The colorful figure shows the Q-map for August 25, 2018 at 1.001 Rs.
The map is 360 degrees wide and extends from pole to pole
The left 120 degrees of the input map has been constructed from a magnetogram taken at 12 UT on that day.
The rest of the input frame is the standard synoptic map observed a few to many days earlier at central meridian.
A map is computed each day by extending the map to the left by about 13 degrees.
The color bar for slogQ is at the bottom, with blue (yellow) representing negative (positive) magnetic polarity.
Click on Figure to compare the Q-Maps for 2018 August 25 and 26.
Annual movies of daily Q-maps can be found in Yearly Synoptic Frames.
Like the other Q_Synop series, hmi.q_synframe has three segments slogQ, chmap, and Brq, but computed each day with the synchronic frame that includes 120 degrees of data observed that day.
hmi.pfss_synframe has the same contents as the other PFSS data series, but computed each day: low-resolution Br, Bt, Bp at 51 heights, daily higher-resolution Brq at 10 heights, Br0 with the smoothed Br at the photosphere, and gh with the PFSS harmonic coefficients to order 121.
We have computed high-resolution Q-Maps above a limited number of active regions using a non-linear force-free field (NLFFF) model applied to HMI vector magnetic field measurements.
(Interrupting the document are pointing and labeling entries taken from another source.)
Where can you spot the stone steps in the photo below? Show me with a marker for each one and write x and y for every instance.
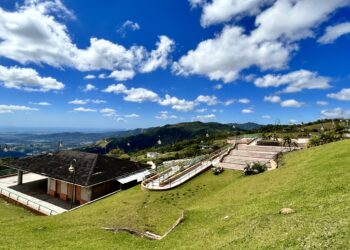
(243, 159)
(231, 166)
(260, 148)
(257, 154)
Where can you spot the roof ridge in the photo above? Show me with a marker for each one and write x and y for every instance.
(92, 169)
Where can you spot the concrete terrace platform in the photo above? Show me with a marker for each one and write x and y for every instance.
(32, 194)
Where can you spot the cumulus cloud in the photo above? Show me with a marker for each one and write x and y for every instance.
(322, 103)
(27, 79)
(218, 86)
(164, 115)
(122, 75)
(204, 118)
(291, 103)
(343, 95)
(223, 57)
(109, 112)
(334, 32)
(308, 13)
(133, 94)
(132, 116)
(178, 104)
(86, 101)
(128, 26)
(247, 111)
(4, 109)
(89, 77)
(33, 34)
(244, 100)
(335, 113)
(268, 45)
(272, 98)
(229, 102)
(158, 58)
(295, 81)
(85, 110)
(219, 11)
(209, 100)
(89, 87)
(41, 103)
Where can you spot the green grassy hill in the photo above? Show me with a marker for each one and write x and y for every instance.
(314, 182)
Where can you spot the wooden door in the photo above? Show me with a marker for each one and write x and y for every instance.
(58, 187)
(69, 191)
(77, 193)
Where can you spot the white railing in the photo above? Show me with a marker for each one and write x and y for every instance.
(27, 202)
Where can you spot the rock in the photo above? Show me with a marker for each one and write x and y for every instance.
(286, 210)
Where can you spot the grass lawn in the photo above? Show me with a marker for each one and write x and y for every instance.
(314, 182)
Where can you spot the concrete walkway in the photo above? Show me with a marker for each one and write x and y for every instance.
(9, 188)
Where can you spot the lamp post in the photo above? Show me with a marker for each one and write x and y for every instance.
(71, 170)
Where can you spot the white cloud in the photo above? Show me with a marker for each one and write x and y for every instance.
(229, 102)
(209, 100)
(201, 110)
(78, 102)
(322, 103)
(291, 104)
(296, 19)
(335, 113)
(13, 108)
(82, 109)
(158, 58)
(247, 111)
(122, 75)
(164, 115)
(218, 86)
(89, 87)
(268, 45)
(89, 77)
(32, 34)
(133, 94)
(132, 116)
(343, 95)
(41, 103)
(219, 11)
(128, 26)
(244, 100)
(96, 101)
(86, 101)
(178, 104)
(223, 57)
(334, 32)
(27, 79)
(204, 118)
(272, 98)
(109, 112)
(295, 81)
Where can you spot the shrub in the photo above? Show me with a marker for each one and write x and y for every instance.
(254, 168)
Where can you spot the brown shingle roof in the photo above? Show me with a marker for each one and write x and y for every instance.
(90, 168)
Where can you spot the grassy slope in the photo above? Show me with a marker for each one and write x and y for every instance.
(314, 182)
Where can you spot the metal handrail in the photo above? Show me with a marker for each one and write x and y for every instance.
(27, 201)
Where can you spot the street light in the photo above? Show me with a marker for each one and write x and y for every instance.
(71, 170)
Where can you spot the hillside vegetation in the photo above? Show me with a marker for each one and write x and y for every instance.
(228, 211)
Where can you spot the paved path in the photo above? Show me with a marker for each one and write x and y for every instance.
(7, 188)
(155, 184)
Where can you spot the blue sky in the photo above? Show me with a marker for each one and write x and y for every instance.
(126, 64)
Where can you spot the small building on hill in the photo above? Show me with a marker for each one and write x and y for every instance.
(80, 176)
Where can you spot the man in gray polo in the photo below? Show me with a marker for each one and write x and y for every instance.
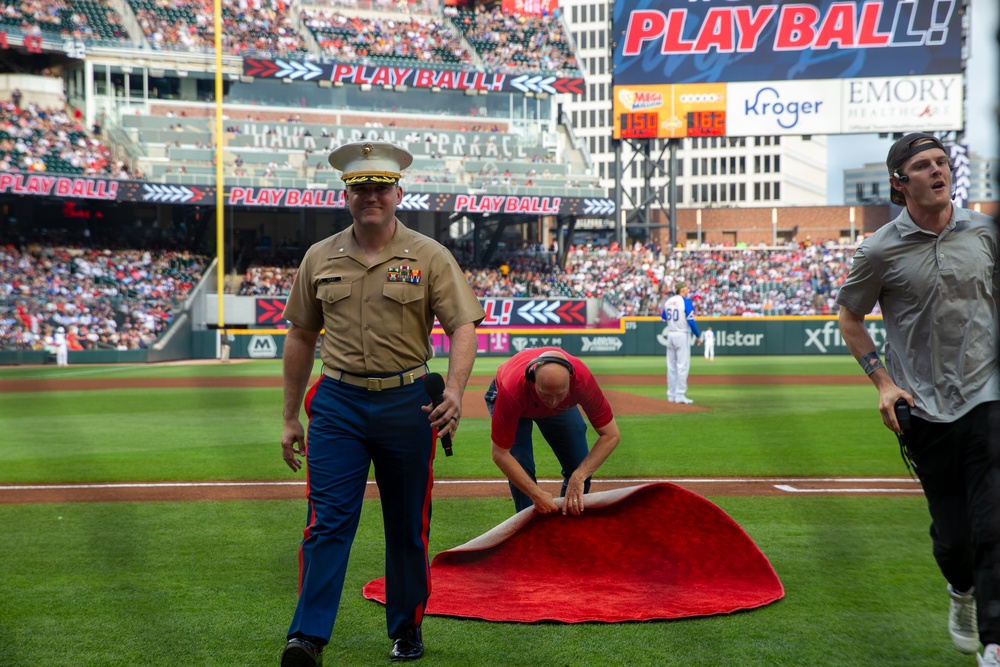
(933, 272)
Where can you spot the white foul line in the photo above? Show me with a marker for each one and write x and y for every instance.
(791, 489)
(780, 483)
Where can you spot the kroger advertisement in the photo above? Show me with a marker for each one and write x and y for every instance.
(752, 67)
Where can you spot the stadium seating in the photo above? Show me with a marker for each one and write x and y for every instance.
(725, 281)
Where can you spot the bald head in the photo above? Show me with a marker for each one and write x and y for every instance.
(552, 380)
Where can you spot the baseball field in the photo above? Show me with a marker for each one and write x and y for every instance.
(148, 519)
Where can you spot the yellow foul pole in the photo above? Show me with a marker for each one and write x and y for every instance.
(219, 177)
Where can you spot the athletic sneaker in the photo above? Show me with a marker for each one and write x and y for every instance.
(962, 622)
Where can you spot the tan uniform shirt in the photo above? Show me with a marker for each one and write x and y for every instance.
(378, 318)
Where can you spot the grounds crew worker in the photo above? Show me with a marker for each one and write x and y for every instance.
(544, 386)
(375, 289)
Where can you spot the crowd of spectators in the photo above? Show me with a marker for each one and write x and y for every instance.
(34, 139)
(35, 17)
(517, 43)
(249, 27)
(725, 282)
(504, 41)
(267, 281)
(104, 299)
(426, 40)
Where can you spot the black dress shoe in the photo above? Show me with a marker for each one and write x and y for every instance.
(301, 653)
(408, 647)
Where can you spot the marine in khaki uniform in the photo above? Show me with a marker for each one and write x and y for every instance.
(374, 290)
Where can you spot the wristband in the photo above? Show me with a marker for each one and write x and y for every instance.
(870, 363)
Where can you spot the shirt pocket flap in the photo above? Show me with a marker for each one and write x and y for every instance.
(403, 293)
(333, 292)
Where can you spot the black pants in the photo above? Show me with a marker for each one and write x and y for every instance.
(958, 464)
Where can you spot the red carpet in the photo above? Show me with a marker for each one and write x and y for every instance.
(648, 552)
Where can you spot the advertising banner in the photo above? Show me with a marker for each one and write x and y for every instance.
(679, 41)
(753, 67)
(70, 187)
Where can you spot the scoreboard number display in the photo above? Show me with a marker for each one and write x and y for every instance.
(639, 125)
(706, 124)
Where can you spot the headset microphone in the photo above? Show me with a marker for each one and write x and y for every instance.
(434, 386)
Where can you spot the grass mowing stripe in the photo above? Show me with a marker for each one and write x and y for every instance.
(214, 584)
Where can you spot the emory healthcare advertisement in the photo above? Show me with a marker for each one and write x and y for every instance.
(686, 68)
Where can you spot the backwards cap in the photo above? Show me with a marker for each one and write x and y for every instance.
(370, 162)
(902, 150)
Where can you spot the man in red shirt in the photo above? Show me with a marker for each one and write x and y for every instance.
(545, 386)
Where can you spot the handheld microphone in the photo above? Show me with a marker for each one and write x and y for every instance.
(434, 386)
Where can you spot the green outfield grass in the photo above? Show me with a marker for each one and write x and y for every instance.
(213, 583)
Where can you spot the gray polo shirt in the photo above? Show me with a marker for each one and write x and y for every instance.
(938, 295)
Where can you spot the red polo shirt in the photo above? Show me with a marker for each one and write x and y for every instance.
(517, 398)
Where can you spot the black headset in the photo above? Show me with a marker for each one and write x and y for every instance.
(529, 370)
(903, 178)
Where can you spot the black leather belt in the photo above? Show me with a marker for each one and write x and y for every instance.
(378, 384)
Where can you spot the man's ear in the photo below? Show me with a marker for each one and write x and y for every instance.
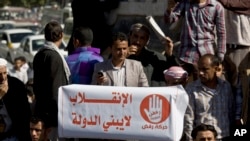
(216, 68)
(148, 41)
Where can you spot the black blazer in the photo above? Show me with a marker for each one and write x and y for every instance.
(16, 103)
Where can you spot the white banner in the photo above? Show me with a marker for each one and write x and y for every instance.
(108, 112)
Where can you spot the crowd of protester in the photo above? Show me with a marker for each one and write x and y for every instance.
(212, 65)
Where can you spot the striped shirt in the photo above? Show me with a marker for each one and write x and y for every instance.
(81, 64)
(209, 106)
(198, 30)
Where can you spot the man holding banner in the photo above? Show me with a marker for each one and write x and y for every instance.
(119, 71)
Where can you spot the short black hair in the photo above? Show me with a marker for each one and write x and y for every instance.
(203, 127)
(84, 35)
(53, 31)
(118, 36)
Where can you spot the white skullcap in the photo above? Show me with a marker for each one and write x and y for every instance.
(3, 62)
(175, 72)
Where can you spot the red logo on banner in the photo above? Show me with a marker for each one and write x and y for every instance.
(155, 108)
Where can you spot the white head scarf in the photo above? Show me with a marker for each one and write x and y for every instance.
(3, 62)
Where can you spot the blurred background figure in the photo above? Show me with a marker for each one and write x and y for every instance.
(98, 20)
(38, 129)
(204, 132)
(175, 75)
(17, 70)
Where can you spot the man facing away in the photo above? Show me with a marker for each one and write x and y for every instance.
(38, 130)
(82, 60)
(14, 107)
(237, 17)
(50, 72)
(210, 100)
(201, 18)
(119, 71)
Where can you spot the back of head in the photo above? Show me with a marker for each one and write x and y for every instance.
(84, 35)
(53, 31)
(203, 127)
(139, 26)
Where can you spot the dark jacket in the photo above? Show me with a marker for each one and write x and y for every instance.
(16, 103)
(49, 75)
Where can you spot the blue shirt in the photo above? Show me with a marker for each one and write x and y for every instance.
(81, 64)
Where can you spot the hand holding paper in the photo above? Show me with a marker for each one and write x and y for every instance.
(159, 33)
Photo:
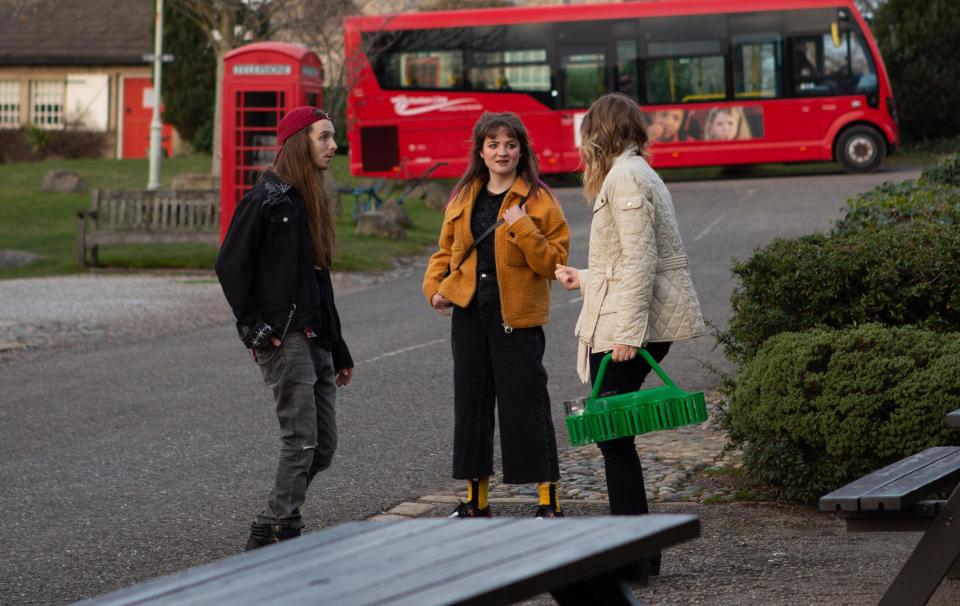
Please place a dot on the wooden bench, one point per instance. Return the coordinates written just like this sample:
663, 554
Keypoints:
895, 498
429, 561
138, 217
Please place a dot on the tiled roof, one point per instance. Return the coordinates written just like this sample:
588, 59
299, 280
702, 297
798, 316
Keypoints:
75, 32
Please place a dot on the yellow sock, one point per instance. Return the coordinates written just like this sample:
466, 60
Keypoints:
483, 489
548, 494
477, 491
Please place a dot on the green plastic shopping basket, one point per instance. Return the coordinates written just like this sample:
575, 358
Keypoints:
598, 419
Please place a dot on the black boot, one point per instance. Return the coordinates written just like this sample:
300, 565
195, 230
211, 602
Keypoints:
266, 533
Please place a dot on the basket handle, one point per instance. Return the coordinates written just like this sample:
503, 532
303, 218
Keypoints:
646, 356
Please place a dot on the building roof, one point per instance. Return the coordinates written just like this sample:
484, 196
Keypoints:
75, 32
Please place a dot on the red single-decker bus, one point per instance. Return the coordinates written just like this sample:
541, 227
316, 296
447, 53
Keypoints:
722, 83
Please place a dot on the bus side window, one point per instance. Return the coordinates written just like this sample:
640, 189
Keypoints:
824, 65
756, 66
627, 68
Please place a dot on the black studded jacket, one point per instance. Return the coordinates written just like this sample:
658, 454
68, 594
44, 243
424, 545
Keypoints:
267, 272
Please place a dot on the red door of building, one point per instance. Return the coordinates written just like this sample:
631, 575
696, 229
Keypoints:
137, 114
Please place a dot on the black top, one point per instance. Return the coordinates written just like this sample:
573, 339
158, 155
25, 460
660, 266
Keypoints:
485, 210
266, 268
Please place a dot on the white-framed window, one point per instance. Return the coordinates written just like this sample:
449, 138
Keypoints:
9, 104
46, 103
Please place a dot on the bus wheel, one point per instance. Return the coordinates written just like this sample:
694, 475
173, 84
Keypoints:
861, 149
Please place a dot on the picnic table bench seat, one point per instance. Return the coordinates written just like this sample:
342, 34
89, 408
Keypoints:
141, 217
429, 561
895, 498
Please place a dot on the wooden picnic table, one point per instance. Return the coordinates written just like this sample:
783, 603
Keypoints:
421, 562
895, 498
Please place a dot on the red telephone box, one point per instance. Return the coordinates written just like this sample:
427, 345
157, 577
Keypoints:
261, 83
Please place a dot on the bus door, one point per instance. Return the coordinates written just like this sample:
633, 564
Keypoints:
583, 79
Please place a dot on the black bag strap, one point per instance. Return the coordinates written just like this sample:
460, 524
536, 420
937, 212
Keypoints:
485, 233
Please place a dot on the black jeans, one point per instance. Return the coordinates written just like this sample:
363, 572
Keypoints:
494, 369
624, 474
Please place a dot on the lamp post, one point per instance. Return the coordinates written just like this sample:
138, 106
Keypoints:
156, 126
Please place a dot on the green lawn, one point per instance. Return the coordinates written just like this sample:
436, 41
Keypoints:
46, 223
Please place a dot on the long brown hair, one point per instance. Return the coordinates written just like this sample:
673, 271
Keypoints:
613, 123
488, 125
294, 165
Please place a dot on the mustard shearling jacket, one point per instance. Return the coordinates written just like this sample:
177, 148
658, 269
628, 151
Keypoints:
526, 254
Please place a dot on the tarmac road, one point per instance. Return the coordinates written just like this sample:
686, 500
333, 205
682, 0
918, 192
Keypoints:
136, 460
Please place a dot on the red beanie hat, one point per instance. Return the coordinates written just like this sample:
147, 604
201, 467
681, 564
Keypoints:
297, 120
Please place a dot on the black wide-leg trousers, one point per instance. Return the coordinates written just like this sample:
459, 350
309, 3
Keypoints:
500, 371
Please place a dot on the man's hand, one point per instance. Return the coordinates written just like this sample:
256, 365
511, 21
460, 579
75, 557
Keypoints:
568, 277
441, 304
514, 214
253, 352
623, 353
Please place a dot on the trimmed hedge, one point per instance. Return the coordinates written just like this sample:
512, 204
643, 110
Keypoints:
902, 274
934, 197
817, 409
891, 203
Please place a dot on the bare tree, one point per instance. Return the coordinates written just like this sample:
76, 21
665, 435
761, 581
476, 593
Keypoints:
229, 24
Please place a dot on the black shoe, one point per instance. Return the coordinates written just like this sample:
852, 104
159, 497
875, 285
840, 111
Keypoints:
265, 533
545, 511
469, 510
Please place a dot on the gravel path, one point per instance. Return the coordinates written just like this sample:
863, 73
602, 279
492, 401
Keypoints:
748, 553
40, 315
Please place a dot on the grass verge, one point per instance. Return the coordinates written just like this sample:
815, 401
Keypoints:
46, 223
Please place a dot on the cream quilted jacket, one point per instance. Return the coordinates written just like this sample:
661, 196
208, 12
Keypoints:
637, 287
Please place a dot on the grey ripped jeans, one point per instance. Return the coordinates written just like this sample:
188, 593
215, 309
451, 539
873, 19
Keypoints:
302, 378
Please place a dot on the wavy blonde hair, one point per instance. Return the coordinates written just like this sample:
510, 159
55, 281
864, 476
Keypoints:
613, 123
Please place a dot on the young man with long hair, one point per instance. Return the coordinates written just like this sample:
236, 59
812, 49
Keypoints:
502, 235
274, 267
637, 290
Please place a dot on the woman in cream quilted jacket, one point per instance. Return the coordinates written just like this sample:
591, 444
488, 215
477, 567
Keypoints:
637, 290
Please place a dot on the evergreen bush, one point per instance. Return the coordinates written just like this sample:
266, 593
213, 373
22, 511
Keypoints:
815, 410
945, 171
913, 200
901, 274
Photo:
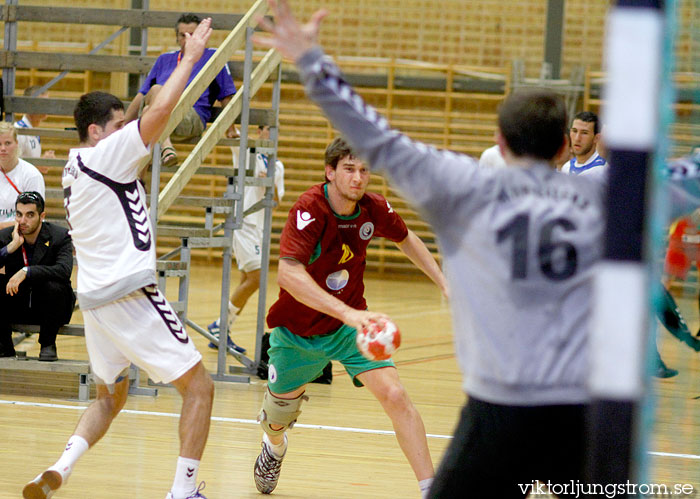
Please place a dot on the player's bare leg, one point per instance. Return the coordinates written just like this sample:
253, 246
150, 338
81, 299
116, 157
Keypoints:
385, 385
92, 426
248, 284
268, 465
197, 391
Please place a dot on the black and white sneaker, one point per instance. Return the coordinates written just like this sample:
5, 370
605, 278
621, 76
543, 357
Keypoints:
267, 469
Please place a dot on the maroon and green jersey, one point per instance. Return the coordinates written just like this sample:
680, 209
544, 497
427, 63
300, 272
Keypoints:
333, 248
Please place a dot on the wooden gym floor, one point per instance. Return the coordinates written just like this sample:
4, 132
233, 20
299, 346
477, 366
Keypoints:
343, 446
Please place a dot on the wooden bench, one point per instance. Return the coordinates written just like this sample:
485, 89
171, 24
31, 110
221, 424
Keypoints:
23, 363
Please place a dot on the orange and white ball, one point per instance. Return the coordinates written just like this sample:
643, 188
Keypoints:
379, 341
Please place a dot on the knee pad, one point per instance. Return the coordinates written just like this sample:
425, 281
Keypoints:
279, 412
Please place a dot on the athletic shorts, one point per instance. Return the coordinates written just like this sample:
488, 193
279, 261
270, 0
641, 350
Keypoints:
297, 360
140, 328
190, 127
247, 246
498, 450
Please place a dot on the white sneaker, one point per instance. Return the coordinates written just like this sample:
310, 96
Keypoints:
195, 495
267, 469
45, 484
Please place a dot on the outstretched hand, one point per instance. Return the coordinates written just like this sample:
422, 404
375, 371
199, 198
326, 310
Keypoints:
288, 36
197, 41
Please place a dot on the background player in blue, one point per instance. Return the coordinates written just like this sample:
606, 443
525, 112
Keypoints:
321, 306
584, 135
519, 245
127, 320
193, 123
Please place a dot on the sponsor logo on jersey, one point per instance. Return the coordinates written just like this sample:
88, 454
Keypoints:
366, 231
338, 280
347, 254
303, 219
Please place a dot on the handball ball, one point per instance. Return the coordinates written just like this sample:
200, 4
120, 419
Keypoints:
379, 341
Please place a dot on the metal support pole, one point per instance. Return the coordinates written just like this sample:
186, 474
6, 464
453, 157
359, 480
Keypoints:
267, 226
9, 74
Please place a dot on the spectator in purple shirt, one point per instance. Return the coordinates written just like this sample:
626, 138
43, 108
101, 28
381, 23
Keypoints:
192, 125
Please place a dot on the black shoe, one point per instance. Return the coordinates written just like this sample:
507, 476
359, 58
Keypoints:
7, 351
48, 353
665, 372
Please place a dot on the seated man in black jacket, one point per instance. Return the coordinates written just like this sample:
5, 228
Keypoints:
36, 287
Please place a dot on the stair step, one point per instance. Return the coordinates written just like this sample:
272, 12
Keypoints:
179, 231
67, 330
166, 265
204, 201
34, 364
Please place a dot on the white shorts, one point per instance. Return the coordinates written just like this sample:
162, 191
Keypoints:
247, 246
141, 328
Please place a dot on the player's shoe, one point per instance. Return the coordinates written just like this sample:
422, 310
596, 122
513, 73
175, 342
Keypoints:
197, 494
44, 485
267, 470
214, 330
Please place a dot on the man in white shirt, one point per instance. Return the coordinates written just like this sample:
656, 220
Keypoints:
584, 136
16, 175
126, 318
247, 241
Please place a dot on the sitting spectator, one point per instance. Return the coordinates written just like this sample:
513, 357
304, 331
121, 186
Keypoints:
30, 145
192, 125
36, 287
17, 175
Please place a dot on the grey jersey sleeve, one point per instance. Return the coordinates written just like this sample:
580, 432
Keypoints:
433, 180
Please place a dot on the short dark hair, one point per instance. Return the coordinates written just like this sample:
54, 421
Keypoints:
533, 123
31, 197
187, 18
337, 150
94, 108
589, 117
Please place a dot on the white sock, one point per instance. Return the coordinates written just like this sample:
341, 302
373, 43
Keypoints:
425, 487
278, 450
76, 447
233, 312
185, 482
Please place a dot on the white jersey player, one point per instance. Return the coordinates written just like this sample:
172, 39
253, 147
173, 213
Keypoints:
127, 320
247, 241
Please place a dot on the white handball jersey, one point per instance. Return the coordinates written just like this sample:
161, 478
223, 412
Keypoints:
29, 145
108, 217
25, 177
254, 194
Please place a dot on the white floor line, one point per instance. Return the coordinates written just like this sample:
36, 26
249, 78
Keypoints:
298, 425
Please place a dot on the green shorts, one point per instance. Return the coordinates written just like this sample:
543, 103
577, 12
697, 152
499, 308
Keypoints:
298, 360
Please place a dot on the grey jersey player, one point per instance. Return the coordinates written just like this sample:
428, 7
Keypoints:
518, 247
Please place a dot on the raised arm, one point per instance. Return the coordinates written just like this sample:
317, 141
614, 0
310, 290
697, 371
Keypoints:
433, 180
153, 121
292, 276
418, 253
132, 112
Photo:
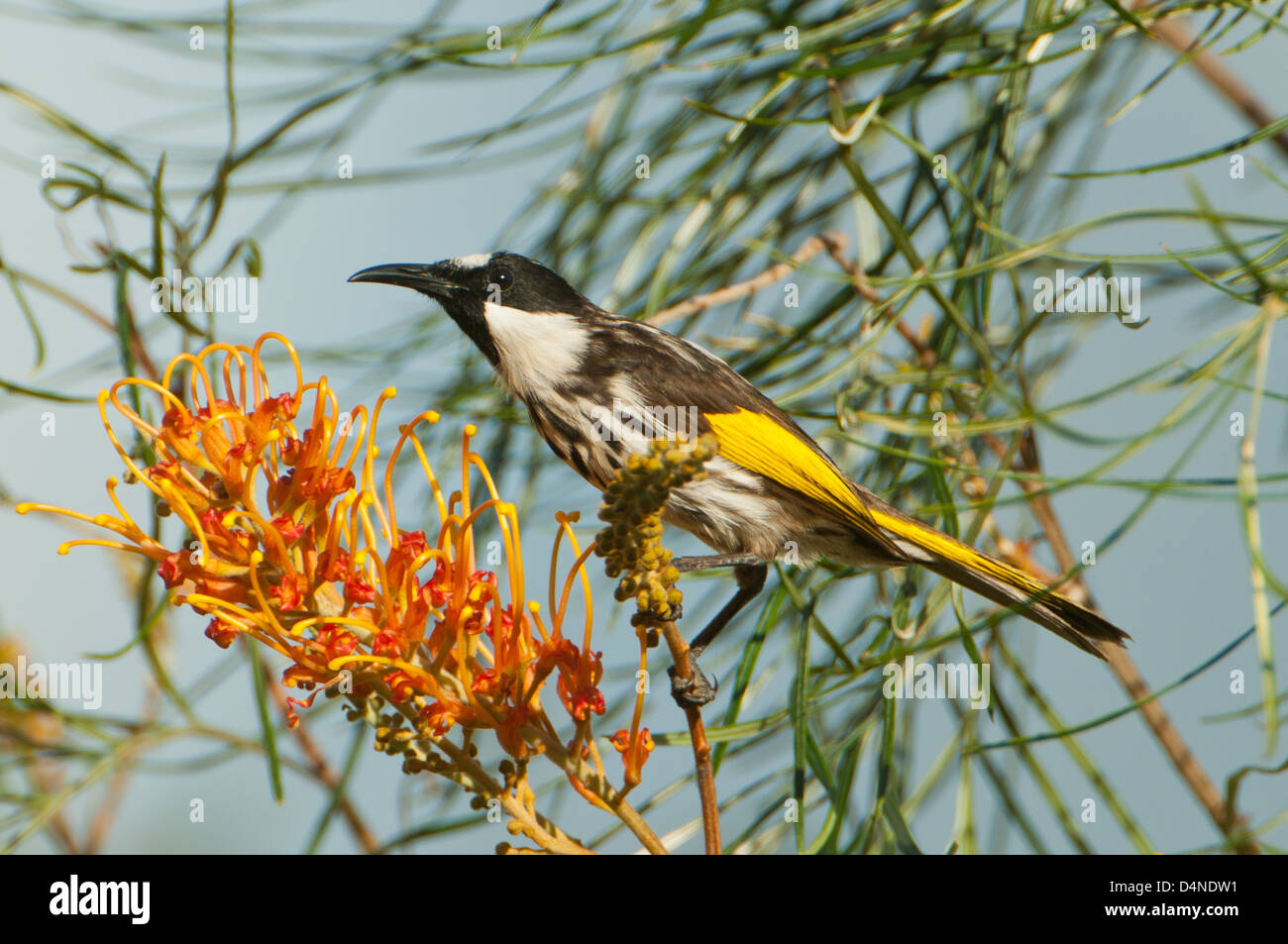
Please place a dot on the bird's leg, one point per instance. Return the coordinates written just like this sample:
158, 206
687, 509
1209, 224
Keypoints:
750, 572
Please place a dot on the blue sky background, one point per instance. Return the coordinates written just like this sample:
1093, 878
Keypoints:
1177, 581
The figure shows results for a portion of AR 12673 on 6 September 2017 at 11:35 UT.
We may be able to fulfill requests for certain active regions of interest. Currently the processing runs in IDL and must be tailored for each application.
|Panel (a) shows the radial component of the photospheric field in a portion of AR 12673 observed 6 September 2017. The neutral line, in orange, is crossed by four green lines labeled (b) - (e). The lines are the bottom boundaries of vertical slices of log-Q maps shown in panels (b) - (e). In this case the field was determined using a Non-Linear Force-Free Field (NLFFF) model. See Zhao et al, 2014) for model details.|